Data scientists spend a lot of time – wait for it – working with ***data***! To work with **data** it is critical to organize the data in a way that facilitate the work on the potential analyses we might need to do. So organizing data means guessing what type of work we will want to do with the dataset. And, odd is it may seem, good guessing requires some practice. The data organization process will require: 

* store the data a clear and systematic way
* provide methods to access the data that are simple and straightforward
* be flexible enough so to and allow to modify the format of the data for various needs

We have already met a data container that is commonly used and that we will ultimately be using a lot: the Pandas DataFrame. So far, we have imported data directly into a DataFrame, have passed that DataFrame to plotting functions, and then accessed columns of data using the column names. We have even seen that DataFrames "know" how to plot the data inside them. In more technical terms this means that the DataFrame is an object that have basic methods to plot and explore the data it contains.

Next, to really understand and use DataFrames, it is of great help to understand and use what they are built upon, which are the `numpy arrays`. Numpy arrays are grids or tables for holding, accessing, and manipulating data. DataFrames are literally built on top of numpy arrays, providing many bells and whistles, such as column names, neat formatting, etc. 

Numpy arrays are simpler than Pandas DataFrames. They are created and accessed in ways that are very similar to the ways Python `lists` can be accessed. Lists are among the simplest most  built-in data containers. This is no accident of course; if you can work with one, then it's easy to work with the other.

So what we are going to do is to learn how to work with `lists` (lists are handy!), then we will graduate to `numpy arrays` and see what they can do. Finally, we'll step back up to `DataFrames` – with our newfound understanding of what's under the hood – in this and the next tutorial.

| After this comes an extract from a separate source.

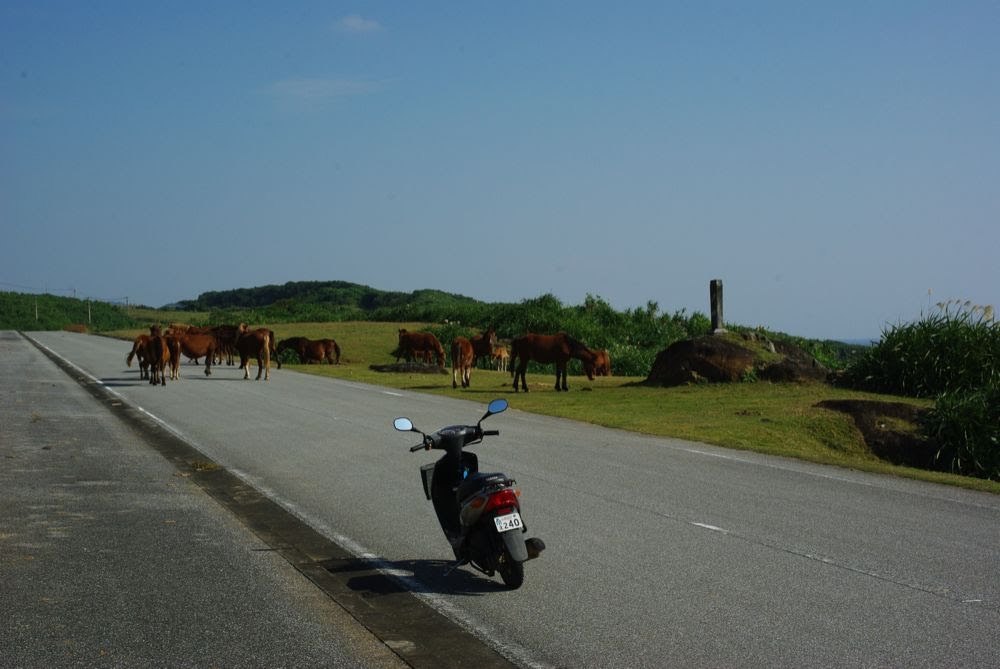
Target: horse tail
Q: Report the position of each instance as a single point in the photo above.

After all this, you will be `Masters of data` or at least know more about Python.

### Python lists

Lists in Python are just what they sound like, lists of things. We make them using `[square brackets]`.

In [None]:
mylist = [1, 3, 5, 7, 11, 13]

A list is an extension of a regular (or "scalar") `variable`, which can only hold one thing at the time.

In [None]:
notalist = 3.14

In [None]:
notalist

In [None]:
mylist

Aside: If we're working with only numbers, then you can think of a regular variable as a "scalar" and a list as a "vector".

Lists can, however, hold things besides numbers. For example, they can hold 'text'.

In [None]:
mylist2 = ['this', 'is', 'a', 'list', 'of', 'words']

In [None]:
mylist2

(Some people, even us, might casually call this a vector but that's technically not true.)

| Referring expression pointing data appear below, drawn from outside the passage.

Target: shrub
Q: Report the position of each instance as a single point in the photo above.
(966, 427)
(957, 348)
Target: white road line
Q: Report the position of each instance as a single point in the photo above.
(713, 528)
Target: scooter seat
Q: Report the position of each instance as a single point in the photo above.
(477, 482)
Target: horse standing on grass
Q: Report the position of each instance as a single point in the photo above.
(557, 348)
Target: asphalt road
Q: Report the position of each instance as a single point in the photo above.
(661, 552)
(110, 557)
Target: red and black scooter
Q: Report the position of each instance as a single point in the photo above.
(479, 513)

In reality, lists can hold all sort of things, say numbers (scalars), 'text' and even other lists, and all at once.

In [None]:
mylist3 = [1, 'one', [2, 3, 4]]

In [None]:
mylist3

Note that this last list holds a list at index=2

We can get elements of a list by using `index` values in square brackets.

In [None]:
mylist

In [None]:
mylist[5]

In [None]:
mylist3[2]

**Remember that in Python the first value in a list is actually at index=0, not index=1. This is different than many other languages including R and MatLab!**

We can address more than one element in a list by using the `:` (colon) operator.

In [None]:
mylist[0:3]

We can read this as "Give me all the elements in the interval between 0 **inclusive** to 3 **exclusive**."

I know this is weird. But at least for any two indexes `a` and `b`, the number of elements you get back from `mylist[a,b]` is always equal to `b` minus `a`, so I guess that's good!

We can get any consecutive hunk of elements using `:`.

In [None]:
mylist[2:5]

If you omit the indexes, Python will assume you want everything.

In [None]:
mylist[:]

That doesn't seem very useful... But, actually, it will turn out to be **really** useful later on, when we will start using numpy arrays!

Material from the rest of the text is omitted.